German coins of the modern era can be divided into three categories: those minted by the German states prior to and immediately following the unification of those states into an empire in 1871; coins circulated between World Wars I and II; and the separate monetary systems that were established after 1949, when Germany was divided into eastern and western nations. The two countries reunified in 1990 and have used the Euro since 2002.
The coin of the realm for the German states was the vereinsthaler, which was worth 360 pfennig (the root word for the British penny), although this value varied from state to state. With unification came decimal coinage based on the mark (100 pfennig to the mark). This new coin, struck in silver or gold depending on its value, replaced the vereinsthaler, which was worth three marks—well into the 1930s three-mark coins were known as thalers.

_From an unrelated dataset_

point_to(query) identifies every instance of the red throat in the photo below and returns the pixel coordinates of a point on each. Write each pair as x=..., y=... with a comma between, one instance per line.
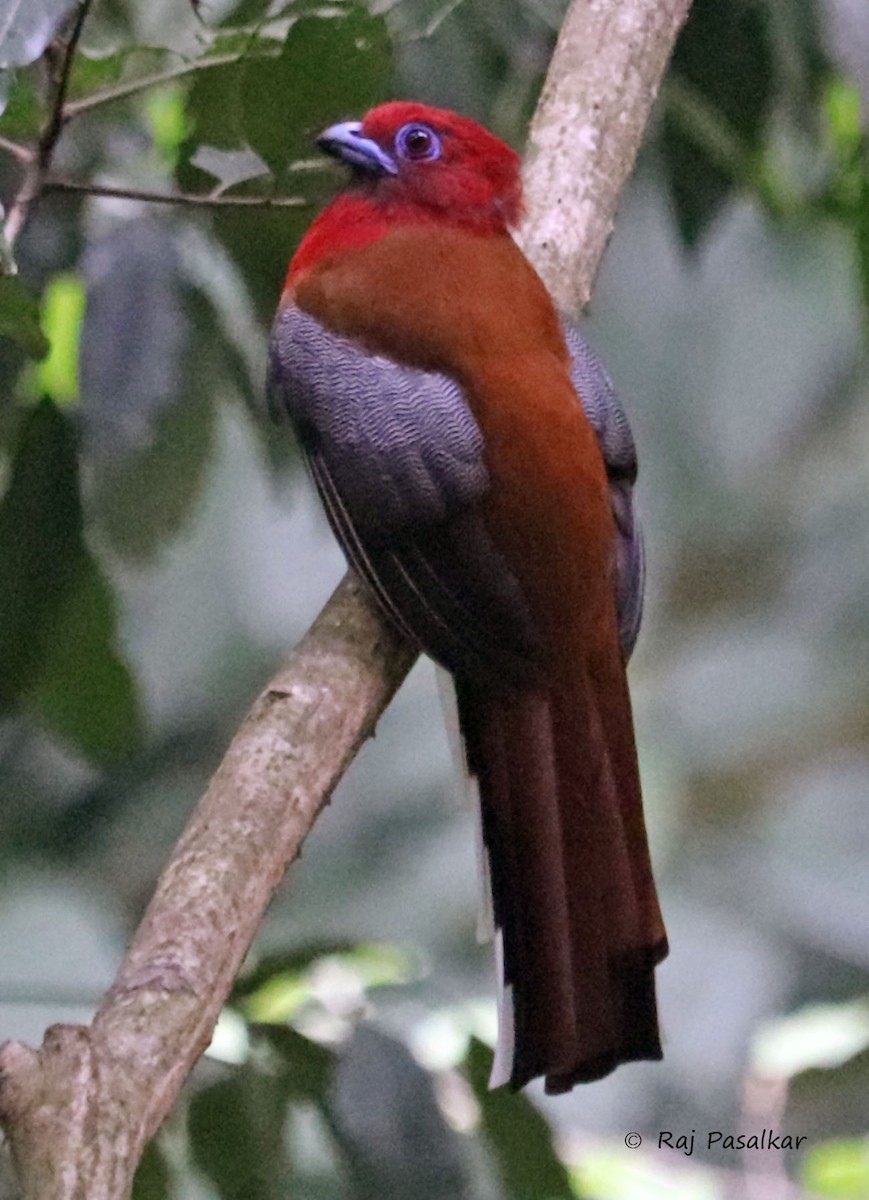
x=355, y=220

Though not especially valuable, notable coins minted between the wars include those made out of aluminum, zinc, and iron, which was how the pre-Weimar Republic government coped with inflation. Marks became known as reichsmarks in 1924, and in the 1930s, German coins reflected the ascendancy of the Nazi state.
After the war, West Germany adopted the deutschemark as the foundation of its monetary system. The German Democratic Republic, or East Germany, also used the deutschemark and even called it that for a period, but these ostmarks, as they were known, never enjoyed the stability of their western cousins.